Once all the item types, their attributes, and relationships were worked out and clearly defined, we would have an information model for the information system. This would not be something that could be used directly to generate programs or to configure software to manage the system for us, but would be a conceptual specification that could serve as documentation for the system. Typically, the developers of the software components in the system would use the information model as guidance when developing the components, and it would also be used to set up any central data repositories such as a database.

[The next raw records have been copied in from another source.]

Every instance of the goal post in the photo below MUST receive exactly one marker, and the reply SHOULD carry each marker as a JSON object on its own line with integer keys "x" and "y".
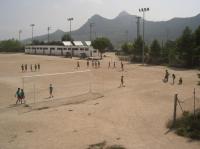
{"x": 65, "y": 84}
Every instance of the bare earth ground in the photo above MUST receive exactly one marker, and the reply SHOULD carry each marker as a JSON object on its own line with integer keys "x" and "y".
{"x": 134, "y": 116}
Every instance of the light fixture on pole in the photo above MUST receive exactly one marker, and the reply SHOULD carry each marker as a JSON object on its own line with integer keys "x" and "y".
{"x": 143, "y": 10}
{"x": 138, "y": 26}
{"x": 70, "y": 26}
{"x": 48, "y": 29}
{"x": 91, "y": 25}
{"x": 32, "y": 26}
{"x": 20, "y": 31}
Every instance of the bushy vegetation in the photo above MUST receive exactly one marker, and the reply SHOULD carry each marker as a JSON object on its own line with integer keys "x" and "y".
{"x": 11, "y": 46}
{"x": 188, "y": 125}
{"x": 102, "y": 44}
{"x": 102, "y": 145}
{"x": 183, "y": 52}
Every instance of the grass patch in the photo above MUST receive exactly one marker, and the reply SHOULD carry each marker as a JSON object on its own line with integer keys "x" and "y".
{"x": 187, "y": 125}
{"x": 115, "y": 147}
{"x": 42, "y": 108}
{"x": 102, "y": 145}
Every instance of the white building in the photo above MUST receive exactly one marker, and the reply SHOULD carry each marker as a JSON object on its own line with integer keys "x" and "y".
{"x": 77, "y": 48}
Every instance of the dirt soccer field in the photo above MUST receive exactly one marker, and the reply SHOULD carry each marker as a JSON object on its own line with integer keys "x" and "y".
{"x": 134, "y": 116}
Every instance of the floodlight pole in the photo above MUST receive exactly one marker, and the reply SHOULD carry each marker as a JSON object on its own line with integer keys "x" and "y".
{"x": 48, "y": 29}
{"x": 32, "y": 26}
{"x": 126, "y": 32}
{"x": 91, "y": 25}
{"x": 20, "y": 31}
{"x": 138, "y": 26}
{"x": 143, "y": 10}
{"x": 70, "y": 25}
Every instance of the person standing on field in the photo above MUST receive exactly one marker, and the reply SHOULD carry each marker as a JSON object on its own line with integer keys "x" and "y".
{"x": 35, "y": 67}
{"x": 122, "y": 66}
{"x": 22, "y": 96}
{"x": 78, "y": 65}
{"x": 50, "y": 91}
{"x": 25, "y": 67}
{"x": 88, "y": 63}
{"x": 122, "y": 81}
{"x": 173, "y": 77}
{"x": 38, "y": 67}
{"x": 31, "y": 67}
{"x": 22, "y": 67}
{"x": 166, "y": 76}
{"x": 114, "y": 65}
{"x": 17, "y": 95}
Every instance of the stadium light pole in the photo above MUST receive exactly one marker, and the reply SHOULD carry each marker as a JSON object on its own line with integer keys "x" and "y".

To make a schema for the system, the developers would need to select a schema language and express the information model in terms of the data model used by that schema language. This step often involves more than a simple reformulation of the information model, since changes may prove necessary for various kinds of performance reasons. Generally, the information model is designed to be easy to understand, while the schema must be designed to be efficient.
To briefly reiterate the terms introduced in this section, an information system is a model of a subset of the external world known as the Universe of Discourse. The basis for the model is an ontology, a theory of reality, based on which a conceptual information model describing the detailed structure of the system is created. The information model is then turned into a schema for the data model used by the system (or possibly more than one schema, if the system uses more than one data model).